Interestingly (and I wonder how many people these days will pick up on this) “Eli” is a variant form of the name of God in the Old Testament, as spoken in Hebrew, Arabic and Aramaic. Does that mean that the man, Eli, is himself an angel, a messenger from God here to preserve His Word? I like to think so because it makes the story much more interesting. But I suppose most people will watch the movie and dig it for its violence, action, and creepy post-nuclear war environment. God in the Old Testament is variously known as El, El Shaddai, Elhoim and Adonai - which are all titles translated as “Lord” or “God.” Remember that the word “god,” even if it begins with an upper case “G” is not a name, it is a title, and the Lord God, the creator of heaven and earth and the king of the universe of Judaism and Christianity is not the only god in the Bible. The name of God is not “God.” He has an actual name, “Yahweh” also sometimes called “Jehovah” in modern times, and“Yahweh” (or simply “Yah” as in “Hallelu Yah” or “Jah” as in “Hallelujah”) - printed in Hebrew as the four-letter Tetragammeton (הּוּהּיִ), hard to pronounce because ancient Hebrew lacked printed vowels - is sometimes combined with one of the various words meaning “Lord,” then rendered into English as something like “Sovereign Lord,” or “Lord Almighty,”or “Almighty God,” or “Lord God Almighty,” or “Lord Most High,” or “Living God.” These days most people incorrectly think that “God” is the name of God, and only seminarians, scholars, and Pipers are apt to use the name “Yahweh” in everyday life.

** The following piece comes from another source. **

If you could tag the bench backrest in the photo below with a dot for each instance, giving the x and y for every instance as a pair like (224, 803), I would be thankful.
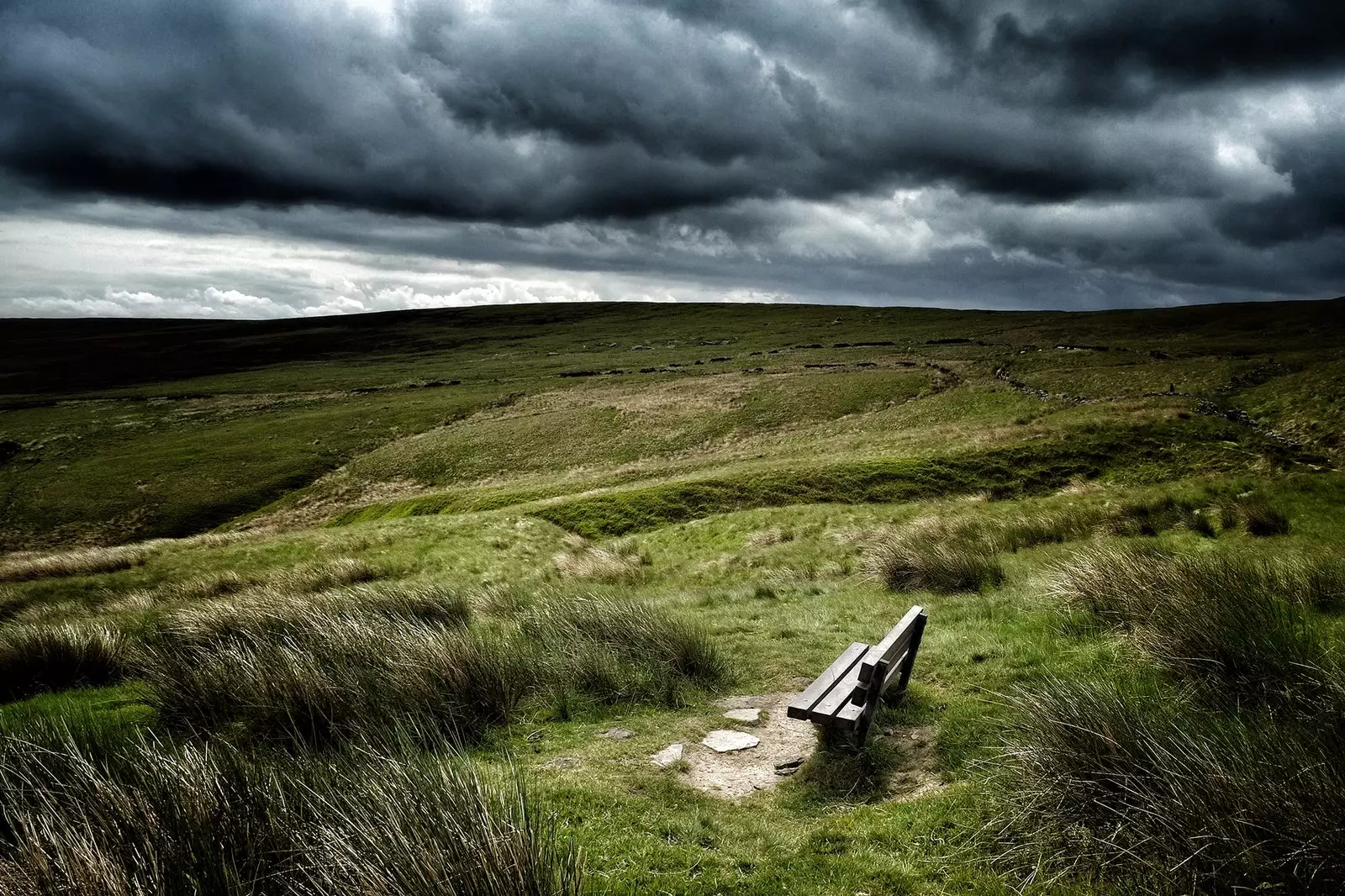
(847, 693)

It ends at the old Alcatraz prison where we find a cadre of survivors slowly retrieving artifacts of the pre-holocaust life - books, primarily - serving as a kind of civilization reservoir to preserve what was lost. The jewel of the small, nascent library is the King James Bible, the last surviving copy of which Eli is transporting in his backpack. Is it only a coincidence that next year, 2011, is the quatercentenary - the 400th anniversary - of the KJV? It is arguably the single most important English-language document in existence, printed or handwritten. I revel in the reverence and value accorded to the printed book in this movie, because I am a bibliophile in a world that is starting to go too crazy about electronic media - Kindle E-books now, or online books. For all the greatness of computers and electronic media, remember that paper is more durable. We do not yet livein a “paperless society” - much advertised in the stupid 1970s - nor will we ever, because anybody who knows anything at all knows that you must back up your fragile digital records with actual paper records. Always. Digital storage media are just as fragile and vulnerable as celluloid film, not to mention that obsolescence arrives these days within a decade of development. You can credit significance to the fact that the book of Eli is a Bible, or not. That it is a religious book is neither here-nor-there for me, although it is certainly true that despite everything that atheist detractors like Richard Dawkins have to say about organized religion - some of it accurate and true - the Bible is the greatest single civilizing tool in human history.
The final twist in the story is that Eli has saved the Bible in his head, not in his pack, and when he arrives at Alcatraz he must recite it word-for-word to scribes who write it out longhand on foolscap. Wow! You don’t see that much these days.